Phase 3: Information-gain-per-action metric that correlates with exploration efficiency (r > 0.5) across ≥3 different unknown environments.

Risks

Over-abstraction: The "PlanExe as instrument" framing could lead to building dashboards nobody uses. Mitigation: every diagnostic feature must be motivated by a specific question Simon has asked about model behavior.
Exploration mode scope creep: "Plan your own learning" is a PhD thesis, not a feature. Mitigation: Phase 2 is bounded to the ARC-AGI-3 game format (finite actions, grid state, clear win condition). Generalization is Phase 3.
Chollet framework mismatch: Intelligence-as-efficiency may not map cleanly to planning tasks. Mitigation: define PlanExe-specific efficiency metrics before claiming Chollet alignment.

Connection to ARC-AGI-3

If Phase 2 succeeds, PlanExe becomes a tool for generating exploration strategies that could be tested against ARC-AGI-3 games. This creates a concrete, measurable link between PlanExe's structured decomposition and the ARC Prize Foundation's benchmark — the same benchmark Simon has contributed to since ARC-AGI-1.

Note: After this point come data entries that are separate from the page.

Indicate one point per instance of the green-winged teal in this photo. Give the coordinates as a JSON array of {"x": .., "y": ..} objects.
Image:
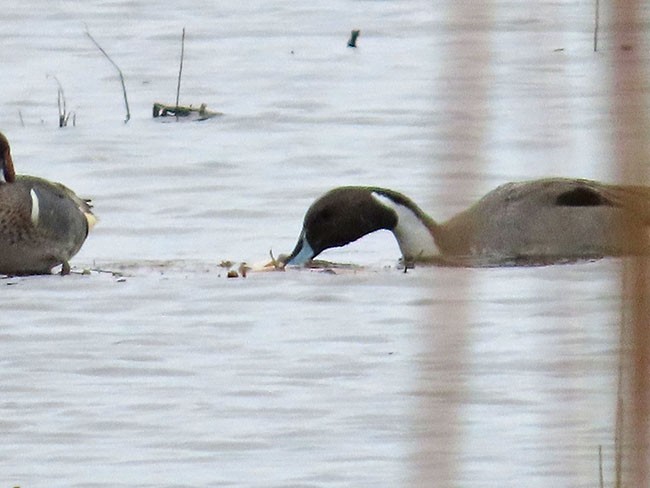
[{"x": 42, "y": 223}]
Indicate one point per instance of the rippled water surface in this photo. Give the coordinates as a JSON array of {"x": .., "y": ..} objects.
[{"x": 157, "y": 370}]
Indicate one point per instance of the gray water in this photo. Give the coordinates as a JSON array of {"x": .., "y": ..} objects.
[{"x": 157, "y": 370}]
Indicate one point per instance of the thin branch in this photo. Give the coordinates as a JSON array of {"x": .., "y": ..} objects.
[
  {"x": 596, "y": 22},
  {"x": 126, "y": 101},
  {"x": 60, "y": 101},
  {"x": 180, "y": 70},
  {"x": 600, "y": 467}
]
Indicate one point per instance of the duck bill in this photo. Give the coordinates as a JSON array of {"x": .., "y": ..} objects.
[{"x": 302, "y": 253}]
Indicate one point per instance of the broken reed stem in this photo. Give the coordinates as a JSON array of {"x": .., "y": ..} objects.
[
  {"x": 618, "y": 429},
  {"x": 180, "y": 70},
  {"x": 596, "y": 22},
  {"x": 61, "y": 103},
  {"x": 126, "y": 101}
]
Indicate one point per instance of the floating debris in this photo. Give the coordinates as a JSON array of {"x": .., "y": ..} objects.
[
  {"x": 353, "y": 38},
  {"x": 185, "y": 113}
]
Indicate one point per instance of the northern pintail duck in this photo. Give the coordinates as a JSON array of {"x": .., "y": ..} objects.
[
  {"x": 534, "y": 222},
  {"x": 42, "y": 223}
]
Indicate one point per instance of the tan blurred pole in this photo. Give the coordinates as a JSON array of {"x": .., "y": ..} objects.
[
  {"x": 631, "y": 157},
  {"x": 463, "y": 93}
]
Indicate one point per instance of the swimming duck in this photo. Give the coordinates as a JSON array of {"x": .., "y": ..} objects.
[
  {"x": 521, "y": 223},
  {"x": 42, "y": 223}
]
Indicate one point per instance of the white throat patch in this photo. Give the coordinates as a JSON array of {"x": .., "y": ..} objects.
[
  {"x": 413, "y": 236},
  {"x": 35, "y": 206}
]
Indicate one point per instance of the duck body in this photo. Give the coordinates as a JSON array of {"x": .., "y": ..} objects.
[
  {"x": 42, "y": 223},
  {"x": 523, "y": 223}
]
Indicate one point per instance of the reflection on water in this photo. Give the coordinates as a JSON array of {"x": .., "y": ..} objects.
[{"x": 168, "y": 373}]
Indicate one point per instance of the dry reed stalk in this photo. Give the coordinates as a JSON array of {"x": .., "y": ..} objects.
[
  {"x": 180, "y": 71},
  {"x": 119, "y": 71}
]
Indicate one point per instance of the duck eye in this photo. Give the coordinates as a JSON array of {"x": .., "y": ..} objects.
[{"x": 325, "y": 215}]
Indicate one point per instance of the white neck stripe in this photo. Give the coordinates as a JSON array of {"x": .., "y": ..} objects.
[
  {"x": 413, "y": 236},
  {"x": 35, "y": 206}
]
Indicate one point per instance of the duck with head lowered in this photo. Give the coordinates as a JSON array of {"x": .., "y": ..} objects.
[
  {"x": 544, "y": 221},
  {"x": 42, "y": 223}
]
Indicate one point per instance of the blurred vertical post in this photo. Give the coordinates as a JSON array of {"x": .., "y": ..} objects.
[
  {"x": 628, "y": 85},
  {"x": 460, "y": 95}
]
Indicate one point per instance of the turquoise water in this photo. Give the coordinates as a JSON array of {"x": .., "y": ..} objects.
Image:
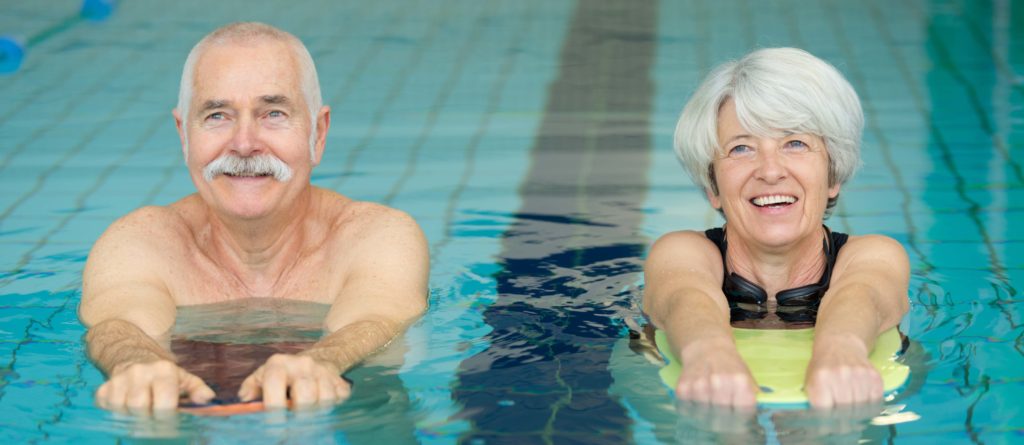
[{"x": 531, "y": 140}]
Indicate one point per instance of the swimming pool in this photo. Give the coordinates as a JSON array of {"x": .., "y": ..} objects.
[{"x": 531, "y": 139}]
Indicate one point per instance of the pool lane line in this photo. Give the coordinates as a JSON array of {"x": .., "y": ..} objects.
[
  {"x": 455, "y": 74},
  {"x": 497, "y": 91},
  {"x": 871, "y": 124},
  {"x": 402, "y": 76},
  {"x": 996, "y": 266},
  {"x": 545, "y": 373}
]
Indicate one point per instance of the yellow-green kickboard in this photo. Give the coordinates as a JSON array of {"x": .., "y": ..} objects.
[{"x": 778, "y": 358}]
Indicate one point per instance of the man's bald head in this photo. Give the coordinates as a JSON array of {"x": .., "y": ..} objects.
[{"x": 252, "y": 33}]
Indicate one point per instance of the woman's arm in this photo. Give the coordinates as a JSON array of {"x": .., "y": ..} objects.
[
  {"x": 683, "y": 297},
  {"x": 867, "y": 297}
]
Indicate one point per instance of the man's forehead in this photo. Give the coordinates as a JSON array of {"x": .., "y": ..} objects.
[{"x": 265, "y": 72}]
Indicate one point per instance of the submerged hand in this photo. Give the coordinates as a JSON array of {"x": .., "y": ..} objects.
[
  {"x": 718, "y": 379},
  {"x": 156, "y": 386},
  {"x": 296, "y": 377},
  {"x": 840, "y": 373}
]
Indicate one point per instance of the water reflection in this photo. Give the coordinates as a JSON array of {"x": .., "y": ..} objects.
[{"x": 223, "y": 343}]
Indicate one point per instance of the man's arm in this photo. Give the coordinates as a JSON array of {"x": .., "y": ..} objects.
[
  {"x": 126, "y": 308},
  {"x": 386, "y": 291},
  {"x": 867, "y": 297},
  {"x": 683, "y": 297}
]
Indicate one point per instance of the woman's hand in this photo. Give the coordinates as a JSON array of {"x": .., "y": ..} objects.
[
  {"x": 840, "y": 373},
  {"x": 716, "y": 375}
]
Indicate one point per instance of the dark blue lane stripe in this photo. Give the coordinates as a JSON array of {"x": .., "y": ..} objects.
[{"x": 573, "y": 251}]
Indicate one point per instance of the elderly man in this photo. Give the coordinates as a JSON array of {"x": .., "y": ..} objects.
[{"x": 252, "y": 128}]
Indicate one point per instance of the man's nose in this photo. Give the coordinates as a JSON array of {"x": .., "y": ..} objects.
[{"x": 245, "y": 141}]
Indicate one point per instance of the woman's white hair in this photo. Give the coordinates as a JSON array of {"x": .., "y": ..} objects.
[
  {"x": 775, "y": 90},
  {"x": 248, "y": 33}
]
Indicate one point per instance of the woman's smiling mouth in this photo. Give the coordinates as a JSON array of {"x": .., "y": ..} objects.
[{"x": 773, "y": 201}]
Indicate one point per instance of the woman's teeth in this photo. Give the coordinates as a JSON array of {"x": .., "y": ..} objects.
[{"x": 773, "y": 199}]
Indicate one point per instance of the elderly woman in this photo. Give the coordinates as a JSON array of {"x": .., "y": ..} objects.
[{"x": 772, "y": 138}]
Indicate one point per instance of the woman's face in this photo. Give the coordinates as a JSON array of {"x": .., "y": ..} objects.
[{"x": 772, "y": 190}]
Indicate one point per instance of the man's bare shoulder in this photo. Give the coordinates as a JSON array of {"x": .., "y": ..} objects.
[{"x": 364, "y": 218}]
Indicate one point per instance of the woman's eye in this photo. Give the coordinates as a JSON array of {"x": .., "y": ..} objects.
[
  {"x": 739, "y": 150},
  {"x": 797, "y": 144}
]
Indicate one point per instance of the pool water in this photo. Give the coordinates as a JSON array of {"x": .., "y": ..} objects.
[{"x": 531, "y": 140}]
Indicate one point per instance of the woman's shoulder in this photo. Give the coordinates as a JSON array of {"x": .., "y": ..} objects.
[
  {"x": 871, "y": 249},
  {"x": 684, "y": 245},
  {"x": 872, "y": 241}
]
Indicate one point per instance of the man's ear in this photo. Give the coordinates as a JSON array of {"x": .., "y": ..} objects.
[
  {"x": 179, "y": 125},
  {"x": 323, "y": 125}
]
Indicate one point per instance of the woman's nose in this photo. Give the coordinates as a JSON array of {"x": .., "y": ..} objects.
[{"x": 771, "y": 166}]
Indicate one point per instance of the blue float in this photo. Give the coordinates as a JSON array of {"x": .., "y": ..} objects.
[{"x": 11, "y": 53}]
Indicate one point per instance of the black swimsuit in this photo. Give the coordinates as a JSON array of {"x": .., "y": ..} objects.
[{"x": 799, "y": 305}]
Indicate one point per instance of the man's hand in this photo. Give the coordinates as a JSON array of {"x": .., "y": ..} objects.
[
  {"x": 156, "y": 386},
  {"x": 719, "y": 377},
  {"x": 840, "y": 373},
  {"x": 297, "y": 377}
]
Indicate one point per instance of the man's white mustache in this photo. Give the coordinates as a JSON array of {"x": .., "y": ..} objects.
[{"x": 259, "y": 165}]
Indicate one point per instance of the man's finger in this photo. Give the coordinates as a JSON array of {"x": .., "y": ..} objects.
[
  {"x": 139, "y": 397},
  {"x": 250, "y": 388},
  {"x": 303, "y": 391},
  {"x": 119, "y": 391},
  {"x": 328, "y": 390},
  {"x": 274, "y": 386},
  {"x": 165, "y": 394}
]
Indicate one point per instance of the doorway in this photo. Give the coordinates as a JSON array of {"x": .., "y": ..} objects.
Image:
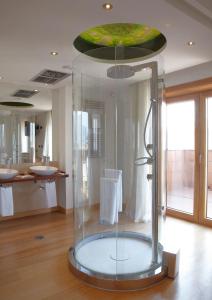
[{"x": 189, "y": 157}]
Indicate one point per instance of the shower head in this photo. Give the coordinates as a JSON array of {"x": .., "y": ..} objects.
[
  {"x": 120, "y": 71},
  {"x": 123, "y": 71}
]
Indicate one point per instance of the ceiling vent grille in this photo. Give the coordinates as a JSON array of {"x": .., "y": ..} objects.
[
  {"x": 50, "y": 77},
  {"x": 24, "y": 93}
]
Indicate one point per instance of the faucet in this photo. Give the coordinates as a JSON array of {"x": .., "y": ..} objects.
[{"x": 8, "y": 162}]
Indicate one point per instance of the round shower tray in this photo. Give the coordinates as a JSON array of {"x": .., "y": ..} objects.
[{"x": 116, "y": 261}]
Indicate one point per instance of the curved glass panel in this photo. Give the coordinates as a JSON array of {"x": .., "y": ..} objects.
[{"x": 118, "y": 164}]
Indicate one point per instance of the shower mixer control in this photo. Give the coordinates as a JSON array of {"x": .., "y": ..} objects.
[
  {"x": 149, "y": 146},
  {"x": 150, "y": 161},
  {"x": 149, "y": 176}
]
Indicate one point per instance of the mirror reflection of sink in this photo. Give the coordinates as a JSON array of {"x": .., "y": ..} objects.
[
  {"x": 7, "y": 174},
  {"x": 43, "y": 170}
]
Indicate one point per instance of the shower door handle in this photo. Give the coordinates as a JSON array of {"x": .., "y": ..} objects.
[{"x": 200, "y": 158}]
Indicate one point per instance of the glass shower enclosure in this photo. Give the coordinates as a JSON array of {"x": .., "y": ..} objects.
[{"x": 118, "y": 171}]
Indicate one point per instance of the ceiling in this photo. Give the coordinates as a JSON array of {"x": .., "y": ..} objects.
[{"x": 31, "y": 29}]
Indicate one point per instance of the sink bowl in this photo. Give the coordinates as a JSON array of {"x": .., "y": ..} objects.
[
  {"x": 43, "y": 170},
  {"x": 7, "y": 174}
]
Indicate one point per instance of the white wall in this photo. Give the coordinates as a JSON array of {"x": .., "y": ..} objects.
[{"x": 190, "y": 74}]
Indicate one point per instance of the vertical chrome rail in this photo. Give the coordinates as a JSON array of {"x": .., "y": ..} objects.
[{"x": 155, "y": 149}]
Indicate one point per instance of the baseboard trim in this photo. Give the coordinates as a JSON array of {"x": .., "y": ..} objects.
[{"x": 30, "y": 213}]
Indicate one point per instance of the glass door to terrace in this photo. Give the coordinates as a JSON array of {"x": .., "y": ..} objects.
[{"x": 189, "y": 157}]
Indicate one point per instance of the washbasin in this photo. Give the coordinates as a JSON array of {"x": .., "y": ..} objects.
[
  {"x": 43, "y": 170},
  {"x": 7, "y": 173}
]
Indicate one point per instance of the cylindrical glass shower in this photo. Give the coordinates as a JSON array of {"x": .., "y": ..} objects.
[{"x": 118, "y": 168}]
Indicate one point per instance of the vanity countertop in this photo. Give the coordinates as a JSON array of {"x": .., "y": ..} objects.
[{"x": 34, "y": 177}]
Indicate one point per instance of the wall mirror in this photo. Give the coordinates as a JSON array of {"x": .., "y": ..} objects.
[{"x": 25, "y": 125}]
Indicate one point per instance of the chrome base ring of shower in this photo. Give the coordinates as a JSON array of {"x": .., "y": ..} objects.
[{"x": 115, "y": 271}]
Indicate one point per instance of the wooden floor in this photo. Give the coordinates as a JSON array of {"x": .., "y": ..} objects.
[{"x": 38, "y": 269}]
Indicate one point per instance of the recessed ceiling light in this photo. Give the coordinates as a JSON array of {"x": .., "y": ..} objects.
[
  {"x": 54, "y": 53},
  {"x": 107, "y": 6},
  {"x": 190, "y": 43}
]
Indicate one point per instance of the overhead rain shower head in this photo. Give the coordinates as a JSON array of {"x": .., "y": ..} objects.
[
  {"x": 123, "y": 71},
  {"x": 120, "y": 72}
]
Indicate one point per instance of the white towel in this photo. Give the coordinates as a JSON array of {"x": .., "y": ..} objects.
[
  {"x": 108, "y": 201},
  {"x": 6, "y": 201},
  {"x": 51, "y": 197},
  {"x": 116, "y": 174}
]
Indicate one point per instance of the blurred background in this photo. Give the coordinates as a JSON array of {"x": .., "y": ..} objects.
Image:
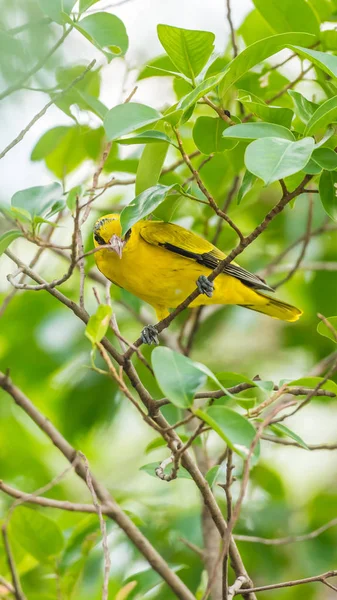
[{"x": 292, "y": 490}]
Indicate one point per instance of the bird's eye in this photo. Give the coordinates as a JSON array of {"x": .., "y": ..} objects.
[
  {"x": 99, "y": 239},
  {"x": 127, "y": 235}
]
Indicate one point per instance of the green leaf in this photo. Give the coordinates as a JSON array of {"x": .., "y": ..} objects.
[
  {"x": 188, "y": 49},
  {"x": 246, "y": 185},
  {"x": 324, "y": 330},
  {"x": 207, "y": 135},
  {"x": 328, "y": 39},
  {"x": 284, "y": 431},
  {"x": 254, "y": 131},
  {"x": 72, "y": 196},
  {"x": 232, "y": 427},
  {"x": 258, "y": 52},
  {"x": 288, "y": 15},
  {"x": 105, "y": 30},
  {"x": 270, "y": 114},
  {"x": 325, "y": 158},
  {"x": 311, "y": 382},
  {"x": 98, "y": 323},
  {"x": 55, "y": 8},
  {"x": 322, "y": 60},
  {"x": 38, "y": 200},
  {"x": 125, "y": 118},
  {"x": 177, "y": 376},
  {"x": 213, "y": 474},
  {"x": 7, "y": 238},
  {"x": 254, "y": 28},
  {"x": 36, "y": 533},
  {"x": 144, "y": 204},
  {"x": 325, "y": 114},
  {"x": 150, "y": 469},
  {"x": 250, "y": 57},
  {"x": 64, "y": 148},
  {"x": 147, "y": 137},
  {"x": 272, "y": 159},
  {"x": 312, "y": 168},
  {"x": 94, "y": 104},
  {"x": 304, "y": 108},
  {"x": 328, "y": 193},
  {"x": 48, "y": 142}
]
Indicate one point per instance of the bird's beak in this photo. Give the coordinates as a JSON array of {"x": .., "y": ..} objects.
[{"x": 117, "y": 245}]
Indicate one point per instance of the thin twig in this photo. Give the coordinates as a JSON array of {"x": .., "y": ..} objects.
[
  {"x": 303, "y": 251},
  {"x": 42, "y": 112},
  {"x": 231, "y": 27},
  {"x": 18, "y": 84},
  {"x": 286, "y": 540}
]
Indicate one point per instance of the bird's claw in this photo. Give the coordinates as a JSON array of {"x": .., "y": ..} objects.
[
  {"x": 205, "y": 286},
  {"x": 149, "y": 335}
]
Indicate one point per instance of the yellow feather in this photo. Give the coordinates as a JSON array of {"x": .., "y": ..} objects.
[{"x": 164, "y": 278}]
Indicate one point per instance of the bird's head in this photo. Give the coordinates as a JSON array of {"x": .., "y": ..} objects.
[{"x": 107, "y": 231}]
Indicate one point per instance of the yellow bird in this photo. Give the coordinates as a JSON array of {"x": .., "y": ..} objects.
[{"x": 162, "y": 263}]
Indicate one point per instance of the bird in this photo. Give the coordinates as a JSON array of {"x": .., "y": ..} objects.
[{"x": 162, "y": 263}]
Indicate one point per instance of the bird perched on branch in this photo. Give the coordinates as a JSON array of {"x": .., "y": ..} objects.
[{"x": 162, "y": 263}]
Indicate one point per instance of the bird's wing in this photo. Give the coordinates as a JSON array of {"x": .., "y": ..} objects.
[{"x": 181, "y": 241}]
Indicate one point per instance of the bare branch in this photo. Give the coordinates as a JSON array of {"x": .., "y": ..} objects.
[
  {"x": 303, "y": 251},
  {"x": 18, "y": 593},
  {"x": 286, "y": 540},
  {"x": 231, "y": 27},
  {"x": 102, "y": 524}
]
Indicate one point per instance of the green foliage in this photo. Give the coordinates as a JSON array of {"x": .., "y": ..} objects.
[
  {"x": 188, "y": 49},
  {"x": 39, "y": 201},
  {"x": 98, "y": 323},
  {"x": 232, "y": 427},
  {"x": 7, "y": 238},
  {"x": 274, "y": 158},
  {"x": 178, "y": 376},
  {"x": 125, "y": 118},
  {"x": 207, "y": 135},
  {"x": 327, "y": 193},
  {"x": 291, "y": 15},
  {"x": 105, "y": 31},
  {"x": 327, "y": 331},
  {"x": 144, "y": 204}
]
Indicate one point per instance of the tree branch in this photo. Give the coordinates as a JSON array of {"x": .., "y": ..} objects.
[{"x": 277, "y": 586}]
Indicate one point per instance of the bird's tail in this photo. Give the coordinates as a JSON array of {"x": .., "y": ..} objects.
[{"x": 275, "y": 308}]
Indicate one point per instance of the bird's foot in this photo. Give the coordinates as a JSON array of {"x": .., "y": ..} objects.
[
  {"x": 205, "y": 286},
  {"x": 149, "y": 335}
]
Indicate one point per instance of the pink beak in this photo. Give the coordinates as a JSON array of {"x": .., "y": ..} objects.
[{"x": 117, "y": 245}]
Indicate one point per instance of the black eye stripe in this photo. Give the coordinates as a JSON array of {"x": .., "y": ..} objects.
[{"x": 99, "y": 239}]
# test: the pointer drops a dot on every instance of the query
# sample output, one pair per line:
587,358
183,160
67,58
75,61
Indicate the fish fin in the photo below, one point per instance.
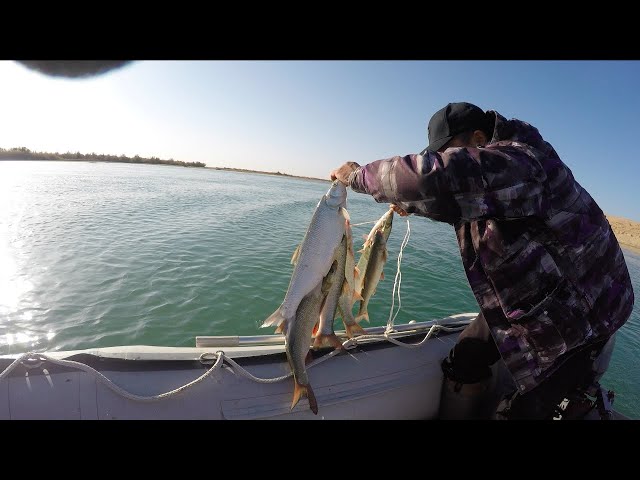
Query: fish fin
296,254
282,327
276,318
330,340
299,391
354,330
309,358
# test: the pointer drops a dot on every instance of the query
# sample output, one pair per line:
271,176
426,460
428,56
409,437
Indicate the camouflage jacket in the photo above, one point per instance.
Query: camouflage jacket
539,254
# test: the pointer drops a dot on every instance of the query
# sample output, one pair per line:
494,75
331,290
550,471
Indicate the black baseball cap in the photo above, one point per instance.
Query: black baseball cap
451,120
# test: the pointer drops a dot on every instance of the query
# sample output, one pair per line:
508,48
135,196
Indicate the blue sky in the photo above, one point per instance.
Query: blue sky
308,117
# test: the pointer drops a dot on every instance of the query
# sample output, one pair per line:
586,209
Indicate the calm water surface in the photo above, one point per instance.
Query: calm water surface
99,254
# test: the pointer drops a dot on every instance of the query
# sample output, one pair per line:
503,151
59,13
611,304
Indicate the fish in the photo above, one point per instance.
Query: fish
298,335
373,273
315,254
325,335
384,223
345,310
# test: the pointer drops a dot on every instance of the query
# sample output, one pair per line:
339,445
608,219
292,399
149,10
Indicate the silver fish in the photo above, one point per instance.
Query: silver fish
298,335
314,256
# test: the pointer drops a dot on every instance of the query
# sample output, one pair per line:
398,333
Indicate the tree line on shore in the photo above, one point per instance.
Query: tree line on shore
23,153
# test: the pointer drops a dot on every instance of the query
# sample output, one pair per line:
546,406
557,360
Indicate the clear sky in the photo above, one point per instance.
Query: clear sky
308,117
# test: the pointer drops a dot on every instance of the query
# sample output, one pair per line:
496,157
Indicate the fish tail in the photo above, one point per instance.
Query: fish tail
354,330
362,314
299,391
276,319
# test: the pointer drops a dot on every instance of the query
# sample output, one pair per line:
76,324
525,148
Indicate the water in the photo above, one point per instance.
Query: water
99,254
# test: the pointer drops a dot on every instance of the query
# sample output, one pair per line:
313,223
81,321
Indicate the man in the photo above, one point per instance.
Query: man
542,261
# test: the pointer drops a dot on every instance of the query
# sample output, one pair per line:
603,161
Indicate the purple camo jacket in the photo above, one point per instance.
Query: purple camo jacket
539,254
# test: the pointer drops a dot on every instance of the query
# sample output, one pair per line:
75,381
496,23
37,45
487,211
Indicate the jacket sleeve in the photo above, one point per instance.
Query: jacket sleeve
503,180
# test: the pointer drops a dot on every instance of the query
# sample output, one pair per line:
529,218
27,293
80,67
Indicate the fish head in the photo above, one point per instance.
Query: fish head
387,221
337,195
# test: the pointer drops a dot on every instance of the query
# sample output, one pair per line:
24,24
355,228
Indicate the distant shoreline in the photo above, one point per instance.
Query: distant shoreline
277,174
626,231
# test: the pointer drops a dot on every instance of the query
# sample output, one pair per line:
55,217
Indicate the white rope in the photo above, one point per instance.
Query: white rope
363,223
219,357
398,282
39,358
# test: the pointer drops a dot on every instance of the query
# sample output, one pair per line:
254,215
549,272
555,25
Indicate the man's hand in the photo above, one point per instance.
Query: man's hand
400,211
342,173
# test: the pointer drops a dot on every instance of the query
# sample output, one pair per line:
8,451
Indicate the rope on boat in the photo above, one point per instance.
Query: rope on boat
40,358
398,281
32,360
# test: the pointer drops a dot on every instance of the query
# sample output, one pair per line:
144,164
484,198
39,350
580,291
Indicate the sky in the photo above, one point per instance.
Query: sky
309,117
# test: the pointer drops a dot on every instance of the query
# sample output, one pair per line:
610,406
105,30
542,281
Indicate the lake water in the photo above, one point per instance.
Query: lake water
105,254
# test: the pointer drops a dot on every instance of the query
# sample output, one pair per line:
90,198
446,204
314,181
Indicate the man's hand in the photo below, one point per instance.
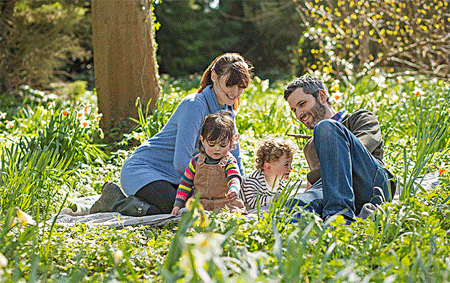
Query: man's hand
175,210
231,195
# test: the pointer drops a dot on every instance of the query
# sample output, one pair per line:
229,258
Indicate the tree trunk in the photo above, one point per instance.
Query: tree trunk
124,59
6,24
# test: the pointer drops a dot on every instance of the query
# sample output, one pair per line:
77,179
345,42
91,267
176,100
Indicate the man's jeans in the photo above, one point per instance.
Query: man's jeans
349,174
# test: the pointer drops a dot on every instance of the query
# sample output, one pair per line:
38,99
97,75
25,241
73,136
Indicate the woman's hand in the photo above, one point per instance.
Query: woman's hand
231,195
175,210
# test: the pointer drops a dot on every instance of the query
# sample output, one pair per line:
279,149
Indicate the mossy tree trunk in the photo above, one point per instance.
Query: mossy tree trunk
6,23
124,59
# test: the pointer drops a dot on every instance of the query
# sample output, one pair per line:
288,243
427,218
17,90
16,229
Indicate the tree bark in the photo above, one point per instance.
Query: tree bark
124,59
6,24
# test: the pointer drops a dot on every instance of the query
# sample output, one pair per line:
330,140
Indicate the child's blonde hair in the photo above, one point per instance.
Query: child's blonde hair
218,128
271,149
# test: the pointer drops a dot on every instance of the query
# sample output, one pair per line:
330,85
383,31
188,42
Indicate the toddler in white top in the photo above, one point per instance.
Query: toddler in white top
273,164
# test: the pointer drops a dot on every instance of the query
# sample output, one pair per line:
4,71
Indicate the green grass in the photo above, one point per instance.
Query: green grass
47,157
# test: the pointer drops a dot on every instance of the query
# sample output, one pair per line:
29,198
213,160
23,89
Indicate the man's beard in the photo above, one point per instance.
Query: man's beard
317,112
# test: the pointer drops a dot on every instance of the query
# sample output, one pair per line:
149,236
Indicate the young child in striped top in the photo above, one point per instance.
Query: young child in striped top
273,165
213,173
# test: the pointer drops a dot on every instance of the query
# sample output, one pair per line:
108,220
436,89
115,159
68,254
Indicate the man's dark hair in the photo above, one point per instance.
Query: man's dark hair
309,84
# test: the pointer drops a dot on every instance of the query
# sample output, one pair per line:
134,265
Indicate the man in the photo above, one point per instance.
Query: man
344,155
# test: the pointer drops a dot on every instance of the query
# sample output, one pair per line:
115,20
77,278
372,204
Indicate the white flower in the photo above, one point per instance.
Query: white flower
3,261
117,256
10,124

The experiment: give PlanExe's exploration mode an ARC-AGI-3 game description ("unknown grid environment, 5 available actions, 64x64 state, goal unknown"). Execute the generated protocol. Compare actions-to-first-level against human baselines and our ad-hoc attempts.

Open Questions for Simon

Is the diagnostic/instrument framing accurate to how you think about PlanExe, or are we projecting?
Does the exploration planning mode align with where you see PlanExe going?
Which of the three phases is most interesting to you?
Are there aspects of your motivation for PlanExe that we're completely missing?